The council recently ran a consultation (which ended on December 18) on proposals to close the care home, but it has faced accusations of a “lack of transparency” from one of its scrutiny panels.

Council cabinet member for adult services, Alison Born, had not told councillors on the children, adults, health and wellbeing scrutiny panel about proposals to close the care home at its October meeting, despite being asked for an update by Keynsham North councillor Alex Beaumont.

Appearing again before the panel on December 11, Ms Born faced calls for any decision on closing the care home to be made in public by the council cabinet rather than by herself as a single-member decision, as is currently planned.

Council officers said they had been advised that a single-member decision was appropriate, but Mr Beaumont warned it would mean the decision being made “behind closed doors.”

Councillor Joanna Wright said: “Because this issue has caused so much concern among so many residents, I do think this issue should be called to cabinet as a decision, not as a single-member decision, because there is a lack of transparency.”

Ms Born defended her precious appearance before the committee.

She said: “It was advertised that there was going to be a consultation process. It was included in the report that there was going to be a consultation process.

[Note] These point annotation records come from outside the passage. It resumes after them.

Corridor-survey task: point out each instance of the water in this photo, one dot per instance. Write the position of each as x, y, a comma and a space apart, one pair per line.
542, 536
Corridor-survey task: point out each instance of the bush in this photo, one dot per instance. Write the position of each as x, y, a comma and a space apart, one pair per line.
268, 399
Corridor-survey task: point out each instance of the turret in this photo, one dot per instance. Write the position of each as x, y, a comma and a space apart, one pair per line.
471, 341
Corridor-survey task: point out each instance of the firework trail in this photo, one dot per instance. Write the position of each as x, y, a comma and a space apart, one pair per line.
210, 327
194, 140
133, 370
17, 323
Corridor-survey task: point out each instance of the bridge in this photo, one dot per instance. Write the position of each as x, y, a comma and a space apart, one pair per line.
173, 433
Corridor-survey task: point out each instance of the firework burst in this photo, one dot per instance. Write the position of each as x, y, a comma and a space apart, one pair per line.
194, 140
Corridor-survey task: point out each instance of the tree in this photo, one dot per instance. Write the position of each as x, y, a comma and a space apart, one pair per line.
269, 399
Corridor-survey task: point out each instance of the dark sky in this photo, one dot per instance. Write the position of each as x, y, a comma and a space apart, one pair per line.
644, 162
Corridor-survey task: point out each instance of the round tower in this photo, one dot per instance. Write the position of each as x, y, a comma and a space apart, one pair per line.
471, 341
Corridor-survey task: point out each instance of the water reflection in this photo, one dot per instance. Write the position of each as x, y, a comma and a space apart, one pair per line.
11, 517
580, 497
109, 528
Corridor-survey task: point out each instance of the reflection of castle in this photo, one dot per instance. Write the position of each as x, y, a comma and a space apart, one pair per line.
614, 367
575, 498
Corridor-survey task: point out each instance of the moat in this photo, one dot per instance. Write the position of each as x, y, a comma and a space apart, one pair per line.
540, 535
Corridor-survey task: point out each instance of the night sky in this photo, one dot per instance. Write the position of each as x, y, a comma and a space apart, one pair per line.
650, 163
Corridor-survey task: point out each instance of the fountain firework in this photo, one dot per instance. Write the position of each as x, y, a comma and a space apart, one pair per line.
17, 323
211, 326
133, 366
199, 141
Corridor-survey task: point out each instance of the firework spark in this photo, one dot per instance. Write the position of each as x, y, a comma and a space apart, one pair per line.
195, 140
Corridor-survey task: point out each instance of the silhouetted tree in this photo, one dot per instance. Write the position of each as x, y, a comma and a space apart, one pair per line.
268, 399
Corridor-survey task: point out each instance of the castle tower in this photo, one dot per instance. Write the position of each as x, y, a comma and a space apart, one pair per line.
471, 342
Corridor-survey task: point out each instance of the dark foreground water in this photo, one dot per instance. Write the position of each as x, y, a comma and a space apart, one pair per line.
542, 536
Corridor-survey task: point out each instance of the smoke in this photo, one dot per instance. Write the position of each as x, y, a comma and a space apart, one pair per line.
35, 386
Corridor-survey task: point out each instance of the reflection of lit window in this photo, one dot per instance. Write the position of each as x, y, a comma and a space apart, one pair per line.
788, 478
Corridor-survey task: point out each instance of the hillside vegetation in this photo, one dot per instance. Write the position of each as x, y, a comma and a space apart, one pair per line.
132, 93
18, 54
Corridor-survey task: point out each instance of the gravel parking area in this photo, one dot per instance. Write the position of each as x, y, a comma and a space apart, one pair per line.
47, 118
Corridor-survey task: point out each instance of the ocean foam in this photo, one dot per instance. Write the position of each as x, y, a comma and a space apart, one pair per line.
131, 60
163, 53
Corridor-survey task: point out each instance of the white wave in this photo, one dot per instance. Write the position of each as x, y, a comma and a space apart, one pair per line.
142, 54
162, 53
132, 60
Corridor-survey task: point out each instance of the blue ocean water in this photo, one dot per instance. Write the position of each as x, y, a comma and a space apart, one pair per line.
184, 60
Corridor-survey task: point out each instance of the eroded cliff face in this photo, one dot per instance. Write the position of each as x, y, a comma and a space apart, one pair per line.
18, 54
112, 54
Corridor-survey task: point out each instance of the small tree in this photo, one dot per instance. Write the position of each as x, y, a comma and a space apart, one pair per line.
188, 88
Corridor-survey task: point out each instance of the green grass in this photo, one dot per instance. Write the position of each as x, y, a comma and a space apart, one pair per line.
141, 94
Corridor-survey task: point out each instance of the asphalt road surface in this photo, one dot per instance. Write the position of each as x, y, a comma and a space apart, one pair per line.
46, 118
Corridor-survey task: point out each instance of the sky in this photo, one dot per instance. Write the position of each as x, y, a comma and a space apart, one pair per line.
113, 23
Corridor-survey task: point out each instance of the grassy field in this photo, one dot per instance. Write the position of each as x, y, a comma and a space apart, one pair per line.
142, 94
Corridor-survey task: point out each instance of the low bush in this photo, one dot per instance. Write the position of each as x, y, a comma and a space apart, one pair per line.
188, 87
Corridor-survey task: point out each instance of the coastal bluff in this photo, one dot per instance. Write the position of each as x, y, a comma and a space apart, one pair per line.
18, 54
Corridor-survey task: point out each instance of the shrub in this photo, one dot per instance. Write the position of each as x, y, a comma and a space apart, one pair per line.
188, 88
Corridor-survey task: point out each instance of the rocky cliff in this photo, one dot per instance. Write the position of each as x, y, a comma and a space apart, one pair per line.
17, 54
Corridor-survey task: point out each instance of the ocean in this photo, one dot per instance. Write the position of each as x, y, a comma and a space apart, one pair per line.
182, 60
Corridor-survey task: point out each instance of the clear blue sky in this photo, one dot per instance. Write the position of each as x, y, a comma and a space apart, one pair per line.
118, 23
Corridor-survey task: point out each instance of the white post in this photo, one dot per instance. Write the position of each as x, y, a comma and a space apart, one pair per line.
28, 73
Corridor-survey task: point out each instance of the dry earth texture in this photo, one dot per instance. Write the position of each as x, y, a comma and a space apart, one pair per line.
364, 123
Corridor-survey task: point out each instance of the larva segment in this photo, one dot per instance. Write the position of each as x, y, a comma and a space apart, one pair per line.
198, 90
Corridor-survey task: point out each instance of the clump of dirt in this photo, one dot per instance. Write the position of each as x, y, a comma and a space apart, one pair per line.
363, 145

I mentioned in my verbal introduction that there was going to be a consultation process.

“But the consultation wasn’t yet in the public domain and the last thing we wanted was for the residents, the relatives of the residents who were in the homes, and staff who worked in them, to hear about something that had been discussed in the public domain in the scrutiny panel before they were fully aware of it.”

Ms Wright said the panel could have heard her response in a closed session, but council officers said they had been told this was not possible. Councillor Paul Crossley said: “That’s simply not true.”

Councillors on the panel voted unanimously to recommend that any decision on the future of Charlton House should be taken by the council cabinet in a public meeting. Ms Born said she would take the issue forward and take advice on it.

If the care home is closed down, it would be re-used by the council for “another purpose that meets our priorities,” Ms Born said.

The care home’s 10 residents would be offered support to find new accommodation while staff would mostly move to other council-run care homes such as Combe Lea in Midsomer Norton and Cleeve Court in Bath.

It is not the first time the scrutiny panel has clashed with Ms Born over Charlton House.

At a meeting of the scrutiny panel in January, where Ms Born had delivered an apology for the state of the home, the scrutiny panel’s then chair Vic Pritchard — who had previously called for Ms Born and council leader Kevin Guy to resign over the scandal — said that reports of what had happened in the care home “amounts in my mind to torture.”